Припарковав машину у ворот больницы, Ангелина устремилась к главному ходу, даже забыв нажать на кнопку блокировки. Мурад не отставал ни на шаг. Узнав в регистратуре, где находится реанимация, девушка тут же бросилась к лестнице, не став дожидаться лифта. Буквально пролетев несколько этажей, Ангелина остановилась на четвертом. Она вошла в холл.
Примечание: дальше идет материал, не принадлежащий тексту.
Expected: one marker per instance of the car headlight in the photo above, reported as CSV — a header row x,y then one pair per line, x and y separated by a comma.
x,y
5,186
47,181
— Ангелина! Дочка! – со слезами на глазах к ней бросилась женщина. Мурад даже не успел разглядеть ее лица. Девушка ответила на ее объятья. Они простояли так несколько минут. Женщина плакала, уткнувшись Лине в плечо. На глазах последней тоже были слезы.

Мурад огляделся по сторонам. Обстановка угнетала. Просторный холл, белая плитка на полу, в светлый цвет выкрашены стены. Несколько кожаных сидений по одной стороне и огромная белая дверь с красной надписью «Реанимация». Мурад как раз пытался прочесть длинное слово, как услышал позади себя женский голос, до боли знакомый и родной. Его сердце в ту же секунду будто пронзило стрелой. Он застыл на месте, не в силах пошевелиться. На голос обернулись Ангелина и Ольга Николаевна. В холле возле лифта стояла Настя.

— Я принесла кофе, - ответила она, - в руках у нее было два бумажных стаканчика, от которых исходил чудесный аромат любого утра.

Мурад собрался с духом и медленно обернулся. Увидев, наконец, обладательницу голоса, он замер в оцепенении. В глазах его читалась боль и радость одновременно. Уголки его губ поползли кверху, а по щеке покатилась слеза.

— Ямур! – только и смог произнести юноша.

Настя переводила недоуменный взгляд то на застывших в объятьях сводную сестру и мать, то на незнакомого красавца, который, казалось, больше всех обрадовался ее появлению, но почему-то назвал чужим именем.